Nous sommes dans une fête. Soudain ma fille qui a eu une trop grosse journée, qui perce une dent trop tôt et qui a mal au ventre décide qu'elle n'en peu plus. Le souper est sur le point d'être servie, elle éclate. La crise empire j'essaie de la calmer mais je vois que c'est le genre de crise qu'il n'y a que de la patience qui en viendra à bout. Elle ne se sent pas bien, je le vois et le sens dans sa raideur. Ma fille je la connais. Je reconnais les signes. Je fais tous en mon pouvoir pour soulager ce que je peux soulager. Je m'isole dans un endroit tranquille, je la mets en couche pour qu'elle ait moins chaud, je lui donne de l'eau, la masse.
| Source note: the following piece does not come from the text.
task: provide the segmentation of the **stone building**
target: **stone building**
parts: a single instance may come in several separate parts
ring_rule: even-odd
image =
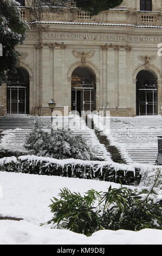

J'essaie de lui changer les idées parce qu'en bout de ligne, faut attendre que ça passe. Il n'y a pas 36 solutions.
Puis il y a "les gens" autour.
Il y a ceux qui restent silencieux, avec un petit sourire et un regard de "je comprends, je ne te dérangerai pas, t'as besoin d'espace".
Il y a ceux qui t'aiment pas vraiment et qui ont de la difficulté à cacher leurs trop pleins de joie de te voir en arracher un petit peu. Ce soir, ils n'auront pas besoin d'utiliser la poupée vaudou à ton effigie, car la vie s'en charge à leurs places.
Il y a ceux qui n'ont pas d'enfants, qui ne comprennent pas vraiment qu'est-ce qui se passe et aimeraient tellement t'être d'un soutien. Plus ça va et plus ils te dérangent, tu as envie de perdre patience et les envoyé "péter dans les fleurs" mais tu sais qu'ils se sentent impuissant et veulent t'aider. Tu sais aussi que si tu hausses le ton, c'est bébé qui va sursauter et tu vas juste aggraver sa crise.
Il y a la maman, celle qui tourne en rond et qui voudrait en faire plus. Elle veut trop, parce qu'elle se sent impuissante. Elle voudrait tellement t'aider plus, elle te propose tout pleins de solution, d'aller gérer la crise elle-même, mais tu ne veux pas, tu la repousses parce que tu es déjà en contrôle de la situation (même si pour les autres ça ne paraît pas). En même temps tu la comprends, elle voit son bébé de 34 ans avoir de la misère et elle veut intervenir, son instinct de maman.
Arrête de t'en faire maman, après tout c'est toi qui m'a tout enseigné, la crise je suis capable de la gérer grâce à toi!
Il y a ceux qui veulent un peu trop, qui te propose des solutions que tu sais qui est mauvaise pour ton bébé. Que si tu le fais, tu sais que dans quelques heures ce sera bien pire. Ta fille a des petits bobos, ils ne le savent pas et tu ne veux plus vraiment l'expliquer, donc tu les laisses parler, mais c'est irritant.
Il y a ton chum qui sait, il comprend, il sait très bien que son rôle est de s'occuper de toi pendant que tu t'occupes de son enfant. Il t'approvisionne en nourriture et breuvage, il court tout ce dont tu as besoin. Il fait ce qu'il peut pour te rendre la vie plus facile pendant qu'elle est difficile.
Il y a aussi ceux qui, au travers du moustiquaire, t'entend répété que tu la gâtes trop. Cette phrase là, PUS CAPABLE! Cette phrase là te rend folle. Un peu comme lorsque tu prends une débarque et t’érafle le genou bien comme il faut, puis, que ton chat, pour te consoler, lèche ta blessure avec sa langue de papier sablé. "Elle la gâte trop" me donne cet effet là, comme si tu frottais mes nerfs écorcher avec ta langue de papier sablé!
Je sais que je suis trop susceptible, que je ne devrais pas m'en faire avec ce que les autres disent. Je sais que je me fais du mal pour rien. Je ne veux plus l'expliquer, pourquoi ma fille a un million de petits bobo qui sont pris en charge par des spécialistes, on y travaille à tous les jours pour rendre ses journées plus faciles. Les gens eux le savent pas, ils ne font pas exprès.
Alors, au final, si la gâter veut dire d'essayer de la soulager et la réconforter lorsqu'elle à mal quelque part et qu'elle est très fatiguée, alors oui, je suis coupable de trop la gâter. J'ai même l'intention de continuer! Il va donc falloir m’endurcir les nerfs.
C'est pourquoi je me vide le coeur dans un billet sur la toile. Le polysporin des nerfs écorcher d'une maman fatiguée!